Friedrich’in anne babası Türkiye’den geliyor. İkisi de saf kan Türk olduğu için ona Friedrich’e benzer bir tınısı dahi olmayan bir isim koymuşlar. Onu Friedrich olarak çağıran tek kişi benim. Çünkü tanıştığımız gün ikimizin de elinde adı Friedrich Nietsche olan bir filozofun bir kitabı vardı.
Friedrich’i Friedrich olarak çağırmam hoşuna gidiyor, Kevin, Casimir veya Louis demenden daha iyi diyor ve devam ediyor: Almanlar da artık eskisi gibi öyle iki tane tam değiller ki.

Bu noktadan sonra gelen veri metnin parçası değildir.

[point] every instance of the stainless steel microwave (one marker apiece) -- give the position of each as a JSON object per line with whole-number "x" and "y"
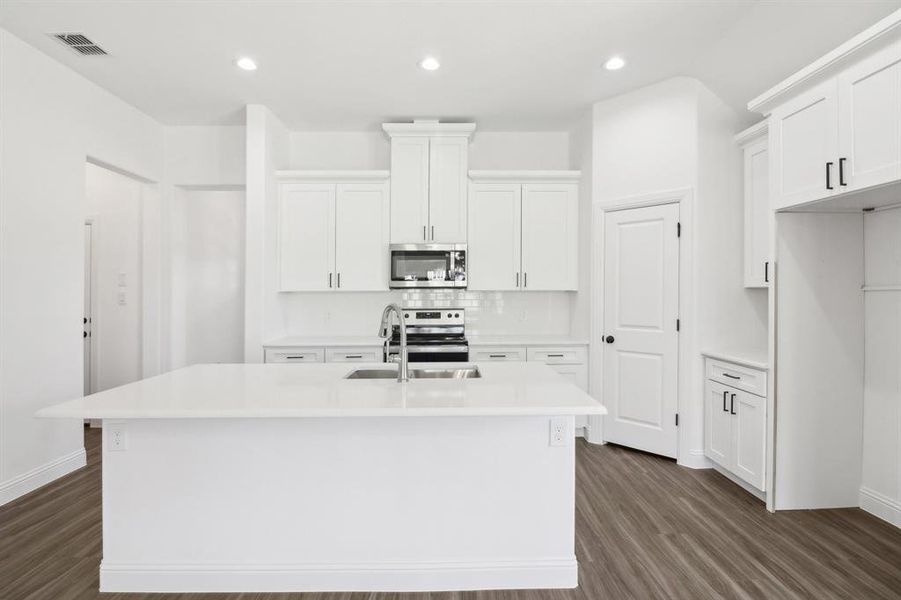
{"x": 428, "y": 266}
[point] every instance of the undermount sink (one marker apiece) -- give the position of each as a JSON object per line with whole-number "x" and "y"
{"x": 461, "y": 373}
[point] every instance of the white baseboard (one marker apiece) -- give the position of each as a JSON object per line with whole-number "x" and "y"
{"x": 694, "y": 459}
{"x": 42, "y": 475}
{"x": 880, "y": 505}
{"x": 376, "y": 577}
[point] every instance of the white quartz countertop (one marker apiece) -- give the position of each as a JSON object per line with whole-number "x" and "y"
{"x": 320, "y": 390}
{"x": 474, "y": 340}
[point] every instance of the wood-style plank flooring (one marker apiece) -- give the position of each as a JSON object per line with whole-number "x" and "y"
{"x": 645, "y": 529}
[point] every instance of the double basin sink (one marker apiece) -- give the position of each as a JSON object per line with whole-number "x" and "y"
{"x": 461, "y": 373}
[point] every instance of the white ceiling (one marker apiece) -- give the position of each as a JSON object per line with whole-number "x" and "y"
{"x": 520, "y": 65}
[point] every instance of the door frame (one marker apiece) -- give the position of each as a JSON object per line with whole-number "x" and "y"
{"x": 689, "y": 395}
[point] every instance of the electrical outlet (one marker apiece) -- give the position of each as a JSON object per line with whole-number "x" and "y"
{"x": 117, "y": 437}
{"x": 558, "y": 431}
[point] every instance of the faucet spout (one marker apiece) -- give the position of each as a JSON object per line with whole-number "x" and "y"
{"x": 385, "y": 331}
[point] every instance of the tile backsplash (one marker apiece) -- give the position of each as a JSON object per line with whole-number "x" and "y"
{"x": 357, "y": 313}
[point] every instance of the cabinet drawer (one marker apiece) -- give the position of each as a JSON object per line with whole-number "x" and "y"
{"x": 573, "y": 355}
{"x": 497, "y": 353}
{"x": 294, "y": 355}
{"x": 365, "y": 354}
{"x": 743, "y": 378}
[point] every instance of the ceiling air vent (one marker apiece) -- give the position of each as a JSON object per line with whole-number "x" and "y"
{"x": 80, "y": 43}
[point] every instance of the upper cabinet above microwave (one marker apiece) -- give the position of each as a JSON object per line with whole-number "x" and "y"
{"x": 835, "y": 126}
{"x": 429, "y": 162}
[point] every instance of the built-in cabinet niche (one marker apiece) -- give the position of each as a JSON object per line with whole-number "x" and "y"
{"x": 523, "y": 230}
{"x": 429, "y": 164}
{"x": 333, "y": 231}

Almanca aslından çeviren: Menekşe Toprak
Safiye Can Offenbach’ta doğdu. Frankfurt Goethe Üniversitesi’nde felsefe, psiko-analitik ve hukuk bilimleri okudu. Master eğitiminden sonra Alman dili ve edebiyatı ile sanat tarihi bölümlerini bitirdi. Horst Bingel Vakfı’na bağlı edebiyat derneğinde çalıştı. Çeşitli yazı şiir atölyelerini yönetti ve uluslararası af örgütü International Amnesty’de gönüllü görev aldı. Bir süre liselerde Almanca öğretmenliği yaptıktan sonra, uzun yıllar Burghofbühne tiyatrosunda reji asistanı olarak çalıştı.
Edebiyatta şiire ağırlık veren Can’ın şiir ve düzyazıları hem görsel hem de somut özellikler taşıyor.
Safiye Can çok sayıda ödülün sahibi ve bağımsız yazar ve çevirmen olarak Frankfurt’ta yaşıyor.